-- Be honest
-- Live a chaste and virtuous life
-- Obey the law and all campus policies
-- Use clean language
-- Respect others
-- Abstain from alcoholic beverages, tobacco, tea, coffee, and substance abuse
-- Participate regularly in church services
-- Observe the Dress and Grooming Standards
-- Encourage others in their commitment to comply with the Honor Code
Every students agrees to this as part of his/her admission. Violation of this can result in their dismissal. One does not need to be LDS to attend BYU but every student must agree and abide by this code.

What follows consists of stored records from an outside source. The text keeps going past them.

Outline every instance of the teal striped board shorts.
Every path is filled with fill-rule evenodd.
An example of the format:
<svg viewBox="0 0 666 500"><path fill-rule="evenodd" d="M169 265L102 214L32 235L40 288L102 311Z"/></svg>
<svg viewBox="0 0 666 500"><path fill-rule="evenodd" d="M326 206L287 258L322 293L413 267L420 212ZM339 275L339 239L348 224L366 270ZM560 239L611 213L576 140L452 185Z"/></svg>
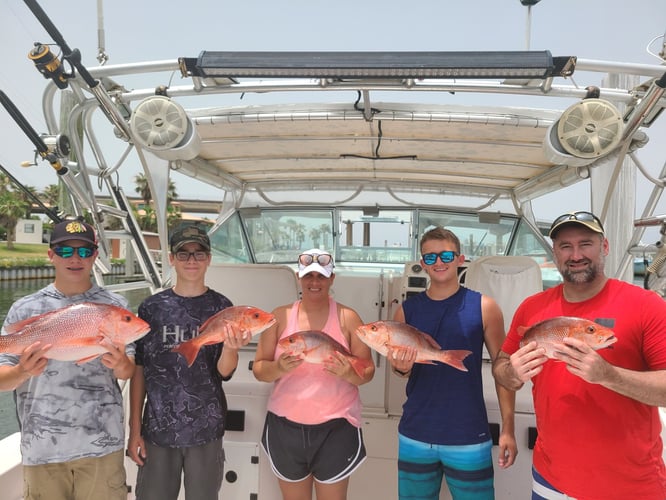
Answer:
<svg viewBox="0 0 666 500"><path fill-rule="evenodd" d="M400 500L437 500L446 479L455 500L493 500L492 440L448 446L398 435Z"/></svg>

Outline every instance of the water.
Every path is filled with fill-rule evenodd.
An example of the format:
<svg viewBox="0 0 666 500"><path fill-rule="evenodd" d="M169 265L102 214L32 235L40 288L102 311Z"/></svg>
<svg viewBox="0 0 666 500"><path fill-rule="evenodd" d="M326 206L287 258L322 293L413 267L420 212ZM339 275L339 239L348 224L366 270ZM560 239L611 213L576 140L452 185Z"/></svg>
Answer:
<svg viewBox="0 0 666 500"><path fill-rule="evenodd" d="M51 279L0 281L0 325L5 321L7 311L15 300L44 288ZM111 281L113 282L113 281ZM122 292L129 301L129 307L136 312L141 301L149 295L146 290ZM16 405L13 392L0 392L0 439L18 431Z"/></svg>

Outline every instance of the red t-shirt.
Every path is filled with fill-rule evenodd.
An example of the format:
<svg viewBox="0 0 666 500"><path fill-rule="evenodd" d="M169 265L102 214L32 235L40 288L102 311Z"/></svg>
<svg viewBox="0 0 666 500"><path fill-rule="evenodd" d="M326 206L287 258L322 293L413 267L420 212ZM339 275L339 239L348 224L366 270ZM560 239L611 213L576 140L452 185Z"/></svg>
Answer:
<svg viewBox="0 0 666 500"><path fill-rule="evenodd" d="M611 279L584 302L567 302L562 285L526 299L502 350L519 348L519 326L574 316L610 327L617 342L598 353L629 370L666 370L666 301ZM666 373L664 373L666 377ZM572 375L548 360L532 379L538 439L534 467L555 488L579 500L666 498L658 409Z"/></svg>

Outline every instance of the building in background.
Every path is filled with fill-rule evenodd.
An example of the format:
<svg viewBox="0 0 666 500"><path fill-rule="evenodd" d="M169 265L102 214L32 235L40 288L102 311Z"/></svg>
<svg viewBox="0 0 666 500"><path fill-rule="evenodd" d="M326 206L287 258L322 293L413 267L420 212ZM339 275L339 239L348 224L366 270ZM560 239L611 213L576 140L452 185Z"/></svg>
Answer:
<svg viewBox="0 0 666 500"><path fill-rule="evenodd" d="M16 243L44 243L44 223L39 219L19 219Z"/></svg>

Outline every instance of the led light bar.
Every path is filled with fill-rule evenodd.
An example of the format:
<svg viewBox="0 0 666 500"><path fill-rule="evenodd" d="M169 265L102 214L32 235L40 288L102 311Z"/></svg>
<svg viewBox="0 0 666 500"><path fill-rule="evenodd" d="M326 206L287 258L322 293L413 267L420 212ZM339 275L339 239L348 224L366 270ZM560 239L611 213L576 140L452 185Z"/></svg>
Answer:
<svg viewBox="0 0 666 500"><path fill-rule="evenodd" d="M536 78L569 76L576 58L519 52L208 52L183 76L227 78Z"/></svg>

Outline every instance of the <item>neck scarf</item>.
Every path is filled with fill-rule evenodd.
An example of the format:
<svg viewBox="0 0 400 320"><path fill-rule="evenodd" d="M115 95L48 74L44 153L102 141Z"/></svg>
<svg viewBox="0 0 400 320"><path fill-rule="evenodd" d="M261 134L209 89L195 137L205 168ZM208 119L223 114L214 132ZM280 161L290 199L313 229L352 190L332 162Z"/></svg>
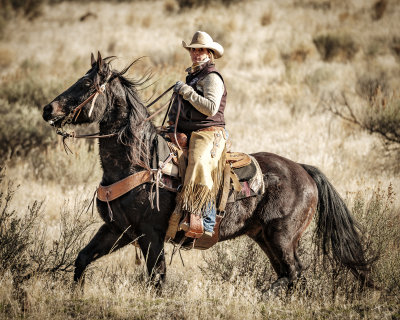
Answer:
<svg viewBox="0 0 400 320"><path fill-rule="evenodd" d="M203 67L207 64L208 61L210 61L209 57L205 58L203 61L193 63L193 65L186 70L188 71L188 73L196 73L201 69L203 69Z"/></svg>

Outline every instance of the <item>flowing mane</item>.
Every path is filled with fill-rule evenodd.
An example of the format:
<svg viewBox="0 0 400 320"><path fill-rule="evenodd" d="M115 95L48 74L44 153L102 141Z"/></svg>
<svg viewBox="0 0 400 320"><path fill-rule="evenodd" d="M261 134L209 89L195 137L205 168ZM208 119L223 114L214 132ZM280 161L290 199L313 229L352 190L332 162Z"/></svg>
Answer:
<svg viewBox="0 0 400 320"><path fill-rule="evenodd" d="M128 114L127 122L118 133L118 142L130 148L132 163L149 167L151 159L151 146L157 134L154 125L150 121L144 121L149 112L138 93L140 87L147 84L151 74L146 73L139 79L127 78L125 74L135 65L139 59L133 61L121 71L113 70L112 78L118 78L123 88ZM108 62L109 63L109 62ZM112 97L115 99L115 97ZM113 101L110 101L113 103Z"/></svg>

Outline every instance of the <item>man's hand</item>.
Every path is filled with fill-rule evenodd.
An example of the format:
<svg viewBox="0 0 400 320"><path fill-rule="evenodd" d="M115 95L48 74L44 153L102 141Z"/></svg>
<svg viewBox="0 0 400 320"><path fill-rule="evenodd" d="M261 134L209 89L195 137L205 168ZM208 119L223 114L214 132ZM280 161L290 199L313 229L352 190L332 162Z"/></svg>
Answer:
<svg viewBox="0 0 400 320"><path fill-rule="evenodd" d="M182 81L177 81L174 86L174 92L179 93L179 90L182 88L184 83Z"/></svg>

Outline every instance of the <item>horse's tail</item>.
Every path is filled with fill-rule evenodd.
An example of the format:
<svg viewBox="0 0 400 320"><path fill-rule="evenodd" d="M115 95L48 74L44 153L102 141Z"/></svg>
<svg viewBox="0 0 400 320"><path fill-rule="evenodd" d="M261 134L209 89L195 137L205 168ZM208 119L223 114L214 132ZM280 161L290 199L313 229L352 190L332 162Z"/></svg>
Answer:
<svg viewBox="0 0 400 320"><path fill-rule="evenodd" d="M317 168L302 164L318 188L317 227L315 236L324 255L348 267L365 285L374 287L368 274L375 260L366 259L359 225L327 177Z"/></svg>

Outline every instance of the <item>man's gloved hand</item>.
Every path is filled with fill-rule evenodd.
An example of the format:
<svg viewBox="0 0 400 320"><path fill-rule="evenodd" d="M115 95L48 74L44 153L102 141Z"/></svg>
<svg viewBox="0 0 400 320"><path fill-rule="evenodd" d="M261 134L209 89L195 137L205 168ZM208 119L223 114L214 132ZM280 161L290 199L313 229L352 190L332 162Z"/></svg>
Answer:
<svg viewBox="0 0 400 320"><path fill-rule="evenodd" d="M174 92L179 93L179 90L182 88L184 83L182 81L177 81L174 86Z"/></svg>

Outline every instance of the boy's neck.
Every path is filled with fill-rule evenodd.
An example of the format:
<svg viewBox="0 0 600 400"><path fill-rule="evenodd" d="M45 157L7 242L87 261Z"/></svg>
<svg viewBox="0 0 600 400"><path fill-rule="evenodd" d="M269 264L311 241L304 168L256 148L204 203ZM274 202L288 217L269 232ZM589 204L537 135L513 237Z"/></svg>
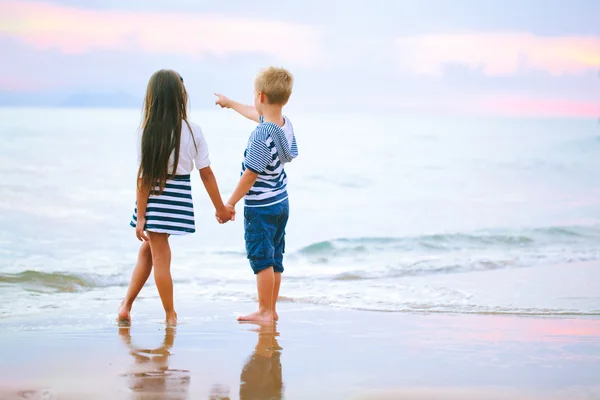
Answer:
<svg viewBox="0 0 600 400"><path fill-rule="evenodd" d="M285 124L285 120L283 119L281 106L271 105L267 106L263 109L263 121L264 122L272 122L279 126L283 126Z"/></svg>

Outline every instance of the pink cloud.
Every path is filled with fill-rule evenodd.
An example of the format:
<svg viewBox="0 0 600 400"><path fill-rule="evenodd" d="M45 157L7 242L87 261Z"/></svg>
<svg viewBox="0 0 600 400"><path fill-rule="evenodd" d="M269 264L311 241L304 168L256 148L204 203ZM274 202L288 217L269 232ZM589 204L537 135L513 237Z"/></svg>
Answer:
<svg viewBox="0 0 600 400"><path fill-rule="evenodd" d="M394 110L449 115L541 118L600 118L600 99L543 98L510 93L439 93L435 97L379 96ZM357 101L358 103L358 101ZM341 103L344 104L344 103Z"/></svg>
<svg viewBox="0 0 600 400"><path fill-rule="evenodd" d="M192 57L255 53L314 67L321 32L307 25L219 14L85 10L51 3L0 3L0 34L39 50L97 50Z"/></svg>
<svg viewBox="0 0 600 400"><path fill-rule="evenodd" d="M36 92L49 87L51 87L49 84L39 81L0 76L0 91L3 92Z"/></svg>
<svg viewBox="0 0 600 400"><path fill-rule="evenodd" d="M600 102L495 96L478 102L477 109L493 114L523 117L600 118Z"/></svg>
<svg viewBox="0 0 600 400"><path fill-rule="evenodd" d="M600 38L541 37L529 33L436 34L399 38L398 64L424 75L440 75L445 64L481 69L489 76L520 71L578 74L600 67Z"/></svg>

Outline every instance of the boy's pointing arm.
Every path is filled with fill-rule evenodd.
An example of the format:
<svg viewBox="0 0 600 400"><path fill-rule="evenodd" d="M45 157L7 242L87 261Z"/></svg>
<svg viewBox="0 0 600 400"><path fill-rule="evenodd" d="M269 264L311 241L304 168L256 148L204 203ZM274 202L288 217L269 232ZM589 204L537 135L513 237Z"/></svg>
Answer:
<svg viewBox="0 0 600 400"><path fill-rule="evenodd" d="M233 101L227 96L223 96L219 93L215 93L215 96L217 96L217 100L215 100L216 105L221 106L221 108L231 108L249 120L260 123L260 116L256 112L254 106L238 103L237 101Z"/></svg>

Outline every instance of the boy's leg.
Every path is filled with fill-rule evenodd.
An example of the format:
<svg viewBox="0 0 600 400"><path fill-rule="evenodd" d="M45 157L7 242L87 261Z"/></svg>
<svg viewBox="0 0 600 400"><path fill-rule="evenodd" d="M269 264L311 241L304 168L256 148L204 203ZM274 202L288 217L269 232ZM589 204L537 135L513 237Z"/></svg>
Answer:
<svg viewBox="0 0 600 400"><path fill-rule="evenodd" d="M275 283L273 285L273 321L278 321L277 299L279 298L279 288L281 287L281 272L273 272L273 275L275 278Z"/></svg>
<svg viewBox="0 0 600 400"><path fill-rule="evenodd" d="M273 267L265 268L256 274L258 291L258 311L238 317L238 321L273 321Z"/></svg>
<svg viewBox="0 0 600 400"><path fill-rule="evenodd" d="M256 275L258 311L238 317L238 321L273 321L273 290L275 265L273 238L277 228L276 208L245 207L244 239L250 266Z"/></svg>
<svg viewBox="0 0 600 400"><path fill-rule="evenodd" d="M150 244L144 242L140 246L137 264L131 274L131 281L127 288L127 294L119 306L119 322L131 322L131 307L140 293L140 290L142 290L146 284L150 272L152 272L152 252L150 251Z"/></svg>
<svg viewBox="0 0 600 400"><path fill-rule="evenodd" d="M273 285L273 320L279 320L277 315L277 299L279 298L279 288L281 287L281 276L283 273L283 254L285 253L285 228L287 226L289 217L289 203L288 200L277 205L277 230L275 232L274 244L274 258L275 267L273 269L275 273L275 284Z"/></svg>
<svg viewBox="0 0 600 400"><path fill-rule="evenodd" d="M167 325L177 324L177 313L173 305L173 279L171 278L171 247L169 235L166 233L148 232L152 264L154 265L154 281L165 309Z"/></svg>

On one hand, it is too bad for Davies that his transgression went public (premarital sex). On the other hand, it has brought national attention to BYU and its honor code.
Ex-BYU student athletes including Danny Ainge, Ty Detmer, and Reno Mahe (who was suspended for the same reason as Davies), among others, have expressed their positive opinions.
This past week, all four Salt Lake City sports talk radio stations covered this honor code topic in depth. As I was radio station surfing, I caught ESPN Radio's Colin Cowherd, whom I can't stand listening to, felt BYU needs to
loosen up and join the real world. He stated that it puts them at a disadvantage in the national picture. Perhaps. But BYU and the LDS Church are not about becoming more mainstream or dropping their standards.
BYU will never drop its standards to become more accepted. It will not play on Sunday's (so what if they cannot play in major athletic conferences). It will support the Church's standards to the best of its abilities. Everyone there is not perfect but everyone tries to do the right thing. If a student, teacher or administrator does not agree with these rules, then BYU is not for them.
Thanks goodness for BYU. I just wish more religious schools (Norte Dame and Boston College to name two large ones) would adhere to their Christian principles principles and help set the bar high. There are Eric Liddell's (Chariots of Fire) out there that practice their faith.
We Mormon's hope we are more than and athlete, businessman, scientist, teacher, rather that we are God-fearing people that are always striving to lead a course of personal righteous, serving our fellow man, and leaving the world a better place for having been here.